The meeting broke into loud cheers and applause, and the first organised move to bar the bauxite industry from our shores was put to a convincing rest.

That may have been where the synergy between the two industries started. Certainly, the people spoke out, not against tourism, but in favour of a combination of both industries, and with a realisation that the bauxite industry can co-exist with the environment if a practical and objective effort is made to balance the equation between both sides and, importantly, on behalf of Jamaica.

Sixty years later the argument continues, with some environmental lobbyists making a determined push for an immediate and total shutdown of the industry. Now this is an industry that accounts for 62 per cent of all export earnings from Jamaica. How do the lobbyists propose to fill the gap? Silence up to now.

Here are some interesting facts: In 2018, over US$1.2 billion was generated from the exports of bauxite and alumina. Earnings from bauxite exports amounted to US$100 million, while the remainder US$1.1 billion was attributed to alumina exports. Is anyone out there listening? How on Earth is this gap to be filled if there was “an immediate and total shutdown of this industry”?

On a more pleasant note, I leave you with a few references to the close synergy which was formed between bauxite and tourism in Discovery Bay following what can be considered to have been Norman Manley's first referendum in Jamaica.

Most of us are familiar with the legend that Discovery Bay was Christopher Columbus's first port of call. I remind you that he named it Puerto Seco, or Dry Harbour, because he found no fresh water when he entered the harbour. The story goes that he then went on a few miles west searching for water and found what he called a good river, or Rio Bueno as he named it, before returning to make his landfall at Dry Harbour.

Over the succeeding centuries the sleepy little village of Dry Harbour was content for many of those years with mini-shipping activities for agricultural products. At one time it boasted a British military barracks (established in 1777) on the eastern point of the harbour. There were also several large estates in the vicinity, including Hopewell Penn, where we are told “a very tolerable claret was yet made from fine grapes near Dry Harbour”.

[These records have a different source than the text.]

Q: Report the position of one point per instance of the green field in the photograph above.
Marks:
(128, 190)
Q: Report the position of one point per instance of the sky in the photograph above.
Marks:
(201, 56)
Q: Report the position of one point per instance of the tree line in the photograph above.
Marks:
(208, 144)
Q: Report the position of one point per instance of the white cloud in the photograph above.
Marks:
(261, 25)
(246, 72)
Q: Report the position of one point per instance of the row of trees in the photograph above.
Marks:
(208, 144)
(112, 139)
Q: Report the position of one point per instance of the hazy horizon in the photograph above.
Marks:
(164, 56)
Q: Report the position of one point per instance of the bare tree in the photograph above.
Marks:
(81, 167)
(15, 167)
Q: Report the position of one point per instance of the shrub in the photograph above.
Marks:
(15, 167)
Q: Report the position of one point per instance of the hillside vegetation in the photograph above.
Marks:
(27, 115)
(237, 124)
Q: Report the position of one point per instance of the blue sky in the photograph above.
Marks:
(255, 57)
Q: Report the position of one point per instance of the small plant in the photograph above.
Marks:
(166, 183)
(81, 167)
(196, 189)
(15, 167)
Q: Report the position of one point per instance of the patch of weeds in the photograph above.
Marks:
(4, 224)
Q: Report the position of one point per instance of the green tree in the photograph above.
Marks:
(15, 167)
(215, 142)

In 1956 Kaiser Bauxite purchased Discovery Bay Estates and opened Puerto Seco Beach to the public. During that period of ownership the beach not only earned a reputation as the best public beach in Jamaica, but it was a stellar attraction for Jamaicans and visitors from all over the world.

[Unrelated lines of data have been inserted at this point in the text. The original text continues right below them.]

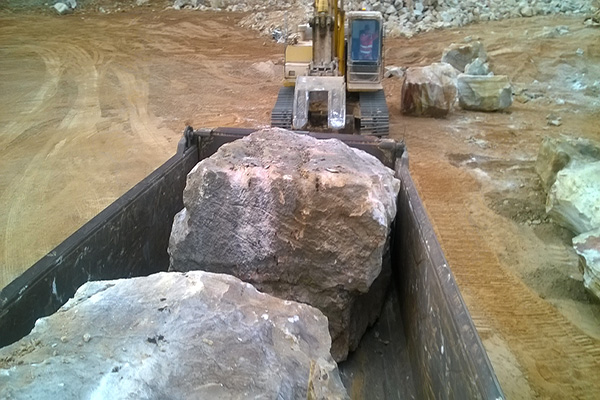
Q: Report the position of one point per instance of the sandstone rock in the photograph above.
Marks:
(587, 245)
(573, 200)
(556, 153)
(484, 93)
(460, 54)
(171, 335)
(527, 11)
(301, 219)
(429, 91)
(477, 67)
(62, 8)
(391, 70)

On the western side of the bay, the company built and maintained Columbus Park — Jamaica's first open air historic museum. The park was built on the site where Columbus is said to have first set foot on Jamaican soil.

It was a popular site that attracted an average 600 visitors per day, and was considered a welcome stop for tourists travelling along the north coast.

The synergy between bauxite and tourism continued to develop when, in the 1970s, Kaiser introduced and managed a tourism programme which marketed Jamaica as a destination among sister companies abroad. It was called Discover the Source, and encouraged employees from Kaiser companies overseas to visit our traditional attractions in Jamaica and to make the bauxite operation in St Ann a part of those attractions.

The synergy doesn't stop there. In 1976 the bauxite operations created the National Push Cart Derby, which in turn gave birth to the Jamaica bobsled entry into the Winter Olympics. The Jamaica bobsled, in turn, gave birth to the Walt Disney record-breaking movie Cool Runnings, which remains a major tourism booster for Jamaica and St Ann.

All these non-bauxite activities remind me of a cartoon cover on a company magazine some years ago which portrayed the company involved in tourism, Columbus Park, cricket, Puerto Seco, push cart derby, with the punch line, “and they still find time to mine bauxite”.

After all these years, tourism and bauxite are still the leading drivers of our economy. And Manley was right about the huge benefits that would accrue to the area from “bauxite in partnership with tourism”.

As Auntie Roachy used to say, “Nuh dash way yuh 'tick before you dun crass river”.